Ni pan ni circo. Se acabó la facilidad para repartir cultura a pesar de su valor identitario. Ser espectador —excepto para la clase media-alta— ya no podrá ser un ejercicio entendido como la manta que nos da cobijo y enaltece el ánimo. Ni como un escudo de protección, sino como un cadáver exquisito. Y ojalá fuera en el sentido surrealista de la expresión, porque un teatro o un concierto vacíos expresan mayor desolación que un edificio abandonado a medio construir, ya que allí, en aquella sala, se pretendía -con mayor o menor acierto- servir en bandeja una ración de alimento para los sentidos.

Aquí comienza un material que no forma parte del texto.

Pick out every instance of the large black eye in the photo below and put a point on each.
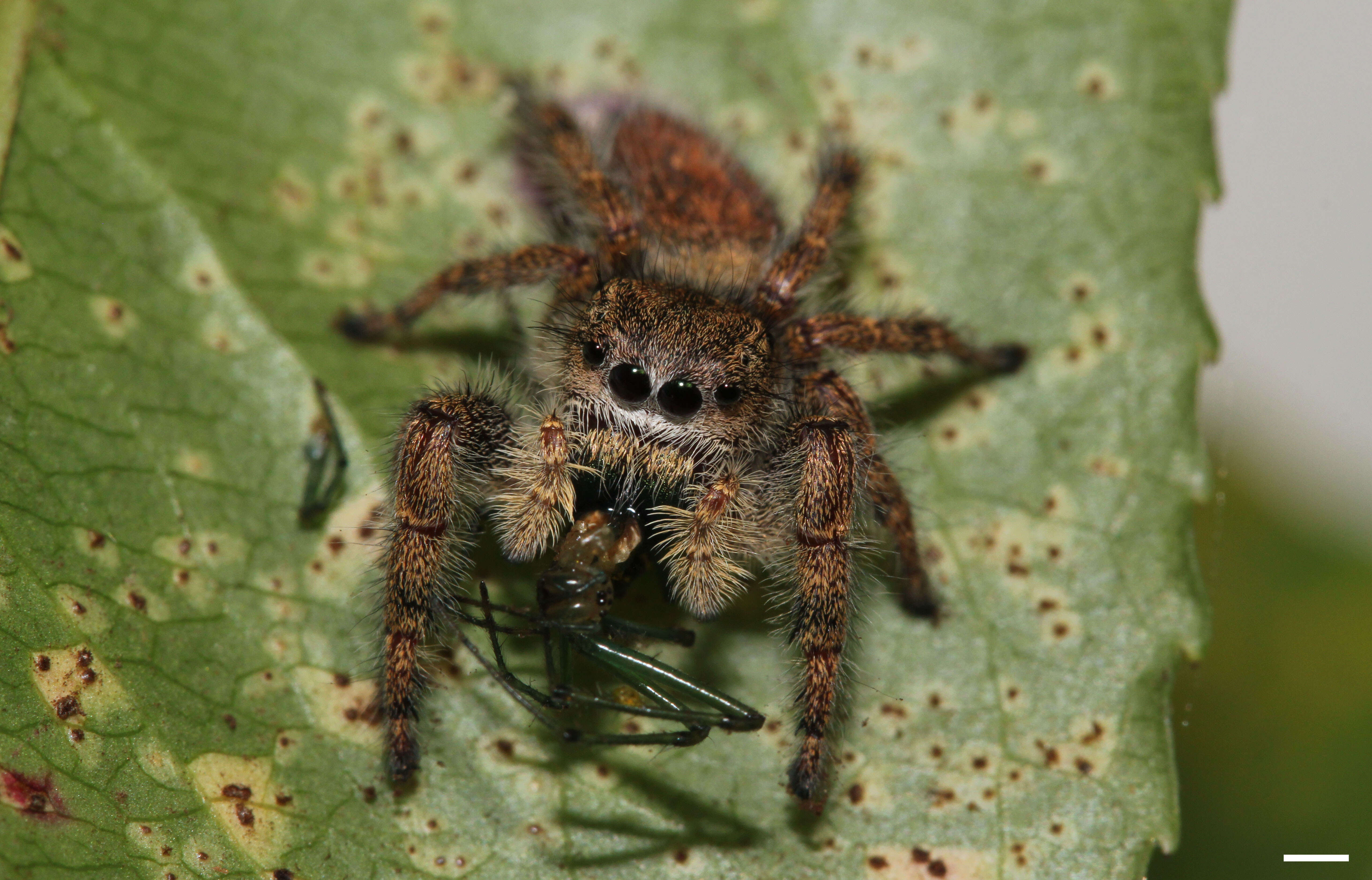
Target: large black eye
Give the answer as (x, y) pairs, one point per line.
(728, 394)
(595, 353)
(630, 383)
(680, 397)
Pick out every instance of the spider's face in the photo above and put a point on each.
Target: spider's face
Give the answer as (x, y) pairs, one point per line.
(673, 361)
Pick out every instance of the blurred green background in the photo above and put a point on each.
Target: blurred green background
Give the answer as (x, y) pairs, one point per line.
(1274, 727)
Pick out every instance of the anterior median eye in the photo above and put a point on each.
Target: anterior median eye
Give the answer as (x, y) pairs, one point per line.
(680, 397)
(595, 353)
(630, 383)
(728, 394)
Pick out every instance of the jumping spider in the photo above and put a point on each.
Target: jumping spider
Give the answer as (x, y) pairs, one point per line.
(681, 381)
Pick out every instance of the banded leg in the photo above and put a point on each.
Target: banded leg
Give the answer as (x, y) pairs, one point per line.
(806, 340)
(776, 294)
(442, 463)
(824, 513)
(917, 595)
(829, 393)
(526, 266)
(538, 493)
(552, 136)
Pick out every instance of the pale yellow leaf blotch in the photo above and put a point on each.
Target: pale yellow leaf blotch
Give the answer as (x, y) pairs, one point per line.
(245, 801)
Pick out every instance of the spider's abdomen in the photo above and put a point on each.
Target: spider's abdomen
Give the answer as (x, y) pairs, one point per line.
(698, 201)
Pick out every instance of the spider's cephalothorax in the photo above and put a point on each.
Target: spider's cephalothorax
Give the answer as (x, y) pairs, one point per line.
(700, 401)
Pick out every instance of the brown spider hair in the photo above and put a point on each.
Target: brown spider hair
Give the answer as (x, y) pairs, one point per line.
(706, 407)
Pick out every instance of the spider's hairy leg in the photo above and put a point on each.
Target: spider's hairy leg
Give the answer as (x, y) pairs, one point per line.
(806, 340)
(703, 546)
(444, 459)
(526, 266)
(552, 132)
(824, 514)
(538, 493)
(917, 595)
(829, 393)
(776, 294)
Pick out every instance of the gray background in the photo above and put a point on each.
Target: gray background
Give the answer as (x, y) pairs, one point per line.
(1285, 259)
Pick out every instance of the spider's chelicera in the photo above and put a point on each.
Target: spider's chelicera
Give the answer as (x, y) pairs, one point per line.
(683, 381)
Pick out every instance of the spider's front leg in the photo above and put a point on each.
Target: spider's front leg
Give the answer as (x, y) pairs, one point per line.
(824, 515)
(538, 493)
(527, 266)
(444, 465)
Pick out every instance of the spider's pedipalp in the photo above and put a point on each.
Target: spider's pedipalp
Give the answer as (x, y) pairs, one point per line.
(444, 458)
(538, 495)
(703, 546)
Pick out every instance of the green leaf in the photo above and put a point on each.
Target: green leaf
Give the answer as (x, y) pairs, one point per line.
(195, 187)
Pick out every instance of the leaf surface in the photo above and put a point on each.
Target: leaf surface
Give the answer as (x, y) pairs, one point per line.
(194, 189)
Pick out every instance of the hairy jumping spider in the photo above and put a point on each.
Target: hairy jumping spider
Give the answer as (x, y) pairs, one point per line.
(681, 381)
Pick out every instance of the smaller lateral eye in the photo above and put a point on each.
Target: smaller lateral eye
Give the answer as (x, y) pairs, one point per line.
(728, 394)
(595, 353)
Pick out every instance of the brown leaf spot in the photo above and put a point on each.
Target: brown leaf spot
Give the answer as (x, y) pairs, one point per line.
(68, 706)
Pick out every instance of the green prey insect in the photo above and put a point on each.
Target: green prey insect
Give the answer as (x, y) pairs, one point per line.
(595, 564)
(326, 465)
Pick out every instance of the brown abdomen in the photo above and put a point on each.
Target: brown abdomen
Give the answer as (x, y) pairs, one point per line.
(691, 193)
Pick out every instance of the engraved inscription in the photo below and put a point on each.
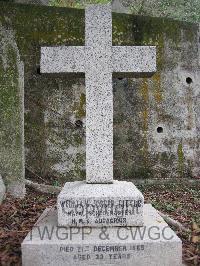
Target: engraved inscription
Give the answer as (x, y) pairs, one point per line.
(101, 211)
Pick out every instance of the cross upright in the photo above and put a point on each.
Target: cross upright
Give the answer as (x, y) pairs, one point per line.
(98, 59)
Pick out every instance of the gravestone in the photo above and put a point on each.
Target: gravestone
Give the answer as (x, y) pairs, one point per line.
(100, 221)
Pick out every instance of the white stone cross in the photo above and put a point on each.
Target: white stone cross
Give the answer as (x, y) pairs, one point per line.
(98, 59)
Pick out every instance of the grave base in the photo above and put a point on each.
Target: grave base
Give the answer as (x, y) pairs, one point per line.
(153, 244)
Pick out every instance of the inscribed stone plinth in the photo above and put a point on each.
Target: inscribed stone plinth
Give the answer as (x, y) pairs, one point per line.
(117, 204)
(154, 245)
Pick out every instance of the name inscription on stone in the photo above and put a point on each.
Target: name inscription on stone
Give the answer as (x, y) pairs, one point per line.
(111, 253)
(101, 211)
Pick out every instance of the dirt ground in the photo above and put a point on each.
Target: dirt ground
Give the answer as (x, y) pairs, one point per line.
(180, 201)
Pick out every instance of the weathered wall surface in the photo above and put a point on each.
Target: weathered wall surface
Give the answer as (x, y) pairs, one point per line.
(11, 114)
(156, 120)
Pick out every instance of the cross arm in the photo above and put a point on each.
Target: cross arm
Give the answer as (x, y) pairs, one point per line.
(134, 59)
(62, 59)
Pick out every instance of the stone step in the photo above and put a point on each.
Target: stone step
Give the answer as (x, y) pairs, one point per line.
(117, 204)
(154, 244)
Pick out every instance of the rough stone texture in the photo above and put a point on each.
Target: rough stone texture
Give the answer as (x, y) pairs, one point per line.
(12, 163)
(2, 189)
(88, 246)
(98, 59)
(33, 2)
(117, 204)
(55, 103)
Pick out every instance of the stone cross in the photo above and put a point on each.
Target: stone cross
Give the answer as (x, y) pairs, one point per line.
(98, 59)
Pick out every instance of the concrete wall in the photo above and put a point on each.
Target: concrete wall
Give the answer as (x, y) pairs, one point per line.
(156, 120)
(11, 114)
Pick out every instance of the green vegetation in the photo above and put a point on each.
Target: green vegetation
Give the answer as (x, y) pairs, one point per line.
(177, 9)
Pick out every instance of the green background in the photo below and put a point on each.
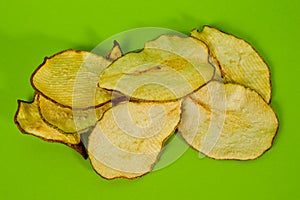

Hoy conviven en las páginas culturales de un periódico las tradicionales bellas artes, Juego de tronos, Lady Gaga y los crucigramas, en una clara muestra de su popularización, como resultado de la demanda del gran público. Sobre esta supuesta banalización, así como del impacto digital que con pasmosa naturalidad —y a menudo con ingenio y talento— convierte al ciudadano en crítico literario, además de la función del periodismo cultural, debatían Montse Domínguez, Llàtzer Moix, Antonio Lucas, Winston Manrique o Sergio Vila-Sanjuán en la UIMP.
«Los periodistas somos vicarios de la realidad», anunció Juan Cruz en dichas jornadas, donde los asistentes firmamos un manifiesto contra las últimas medidas del Gobierno. Y más cuando «nos duermen con cuentos de terror», añadió el periodista parafraseando a León Felipe. Las manifestaciones de la semana pasada, expresando la desolación entre artistas, distribuidores y público alertan sobre la necesidad de que los periodistas culturales analicen las consecuencia de las medidas. Porque de la misma forma que los súper-IVA desatarán la economía sumergida y el fraude, es de esperar que no sólo favorezcan la piratería y las descargas, sino que aflore de nuevo aquel término tan manido de los años sesenta, una subcultura dispuesta a resucitar el cadáver o a transformarlo en vampiro.